Create Training Cluster
- To create a new Training Cluster, click the CREATE CLUSTER button under Training Cluster.
To Launch TIR Cluster
- Enter the desired Cluster Name, and Select the Cluster Configuration by choosing the appropriate machine type with the required CPU, GPU, and an available plan for TIR Cluster.
- On this page, you can view the details of the selected plan. Depending on whether you choose an Hourly-Based Plan or a Committed Plan, the summary section will display the corresponding details and associated costs and then click on CREATE.
To Launch Training Cluster In Private Cluster
- Enter the desired Cluster Name, and Select the Cluster Configuration by choosing the private Cluster.
- If you don't have Private Cluster then click on Click here and then click on CREATE to launch a Private Cluster
- On this page, you can view the details of the selected plan. Depending on whether you choose an Hourly-Based Plan or a Committed Plan, the summary section will display the corresponding details and associated costs and then click on NEXT.
- Enter the desired Cluster Name, and Select the Node Count and then select the Node Configuration and then select the plan and then click on LAUNCH button.

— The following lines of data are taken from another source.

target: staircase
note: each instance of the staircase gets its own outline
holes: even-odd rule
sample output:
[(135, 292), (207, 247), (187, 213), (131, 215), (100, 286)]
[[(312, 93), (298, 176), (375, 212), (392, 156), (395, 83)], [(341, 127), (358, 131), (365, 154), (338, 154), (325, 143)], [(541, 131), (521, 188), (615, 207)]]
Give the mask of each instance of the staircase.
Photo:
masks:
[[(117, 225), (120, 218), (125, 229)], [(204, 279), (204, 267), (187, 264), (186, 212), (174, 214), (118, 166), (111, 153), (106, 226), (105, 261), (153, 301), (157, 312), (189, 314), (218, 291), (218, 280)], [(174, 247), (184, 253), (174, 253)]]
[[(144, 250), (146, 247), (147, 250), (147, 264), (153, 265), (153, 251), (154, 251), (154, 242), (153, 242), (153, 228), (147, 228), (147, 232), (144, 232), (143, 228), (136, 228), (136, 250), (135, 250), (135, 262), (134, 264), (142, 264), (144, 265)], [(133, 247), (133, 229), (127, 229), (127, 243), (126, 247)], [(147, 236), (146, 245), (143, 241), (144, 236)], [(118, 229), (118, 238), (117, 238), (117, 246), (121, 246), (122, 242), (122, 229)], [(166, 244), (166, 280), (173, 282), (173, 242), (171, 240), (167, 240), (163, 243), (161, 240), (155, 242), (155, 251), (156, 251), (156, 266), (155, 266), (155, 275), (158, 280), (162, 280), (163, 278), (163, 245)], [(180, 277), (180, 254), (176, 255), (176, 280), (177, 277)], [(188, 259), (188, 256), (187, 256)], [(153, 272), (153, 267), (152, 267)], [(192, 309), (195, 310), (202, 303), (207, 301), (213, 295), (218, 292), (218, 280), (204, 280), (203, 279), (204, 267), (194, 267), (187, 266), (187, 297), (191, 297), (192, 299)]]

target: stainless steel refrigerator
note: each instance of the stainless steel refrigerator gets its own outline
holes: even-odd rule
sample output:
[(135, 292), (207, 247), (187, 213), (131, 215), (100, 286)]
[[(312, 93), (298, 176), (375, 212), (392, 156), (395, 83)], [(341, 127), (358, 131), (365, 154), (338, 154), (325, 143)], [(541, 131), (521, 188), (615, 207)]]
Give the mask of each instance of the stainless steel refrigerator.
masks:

- Now select the Private Cluster and then select the Plan and if the resources is not available then click on request otherwise select the plan and then click on CREATE.
Manage Training Cluster
Overview
- You can view the details of the selected Training Cluster, including the Cluster Name, Number of Nodes, Plan Name, and the Cluster Node Configuration, which displays the count of GPUs, CPUs, and RAM allocated within the cluster.
Monitoring
You can view the Disk Usage and Memory Usage for the selected Node within the Training Cluster. Additionally, the following metrics are also available: GPU Utilization, GPU Temperature, CPU Utilization, Memory Utilization, Disk Total Read Bytes, and Disk Total Write Bytes.